Drew Endy again, this time from his Google News comment:

The technologies pioneered in Japan and at the Venter Institute for genome construction are relatively slow and expensive. We still need to develop "one step"
genome construction methods in order to reduce the costs and turn time of genome construction.

Chris Voigt, my main source for our article, provided a beautiful image for why synthetic biologists are impressed but not awed by the new paper:

There's this great computer in the MIT museum. There's this one computer sitting in there and it is the most intricate woven set of wires. It looks like a rug almost but it was hand put together. That represented the last point when one person could sit there with Radio
Shack components and build the best computer in the world...

"That's what you're seeing in this paper," he concluded. In other words, we just witnessed the end of the beginning for biological engineering. From here on out, as Voigt told me, the construction of genetically-engineered machines will require far more physically-engineered machines and tools.

So, Carl Zimmer and I share a lack of overwhelming excitement about this paper, but for different reasons. For him, it's about the science and the lack of new discovery. For me, it's about the engineering and the lack of a scalable process. Handmade artificial life isn't going to form the basis of the next century of synthetic biology.
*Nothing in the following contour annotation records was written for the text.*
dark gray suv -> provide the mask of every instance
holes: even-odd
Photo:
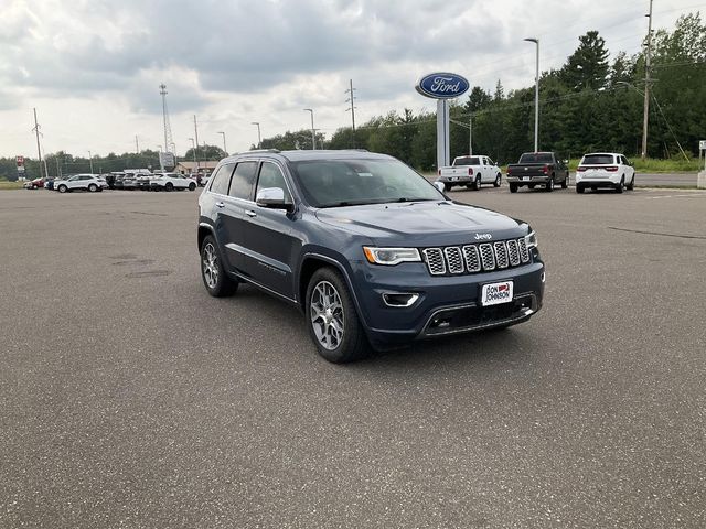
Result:
[[[208,293],[248,282],[295,304],[330,361],[542,306],[532,228],[450,201],[392,156],[250,151],[221,161],[199,206]]]

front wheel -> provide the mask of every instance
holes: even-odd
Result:
[[[319,354],[329,361],[353,361],[370,350],[349,288],[331,268],[320,268],[309,281],[307,325]]]
[[[211,235],[201,244],[201,278],[206,291],[214,298],[233,295],[238,290],[238,282],[226,276],[218,246]]]

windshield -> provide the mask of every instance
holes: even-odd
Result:
[[[453,165],[480,165],[481,161],[478,156],[463,156],[453,160]]]
[[[307,202],[314,207],[445,199],[397,160],[310,160],[292,165]]]
[[[613,163],[612,154],[586,154],[581,164],[586,165],[608,165]]]
[[[548,152],[525,152],[520,156],[520,163],[554,163]]]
I'm waiting for fast, cheap genome construction. That will be news, even if it teaches us absolutely nothing about life, because it's how we'll go from the biological equivalents of the ENIAC to the Mac.

"At the end of the 1800s... basically, physics had told you everything that there was to know about electronics," Knight said. "What happened subsequently though, is that we had a century of invention which really was in some sense, not science, but engineering... My outlook is that this century will be dominated by the engineering that comes out of biology."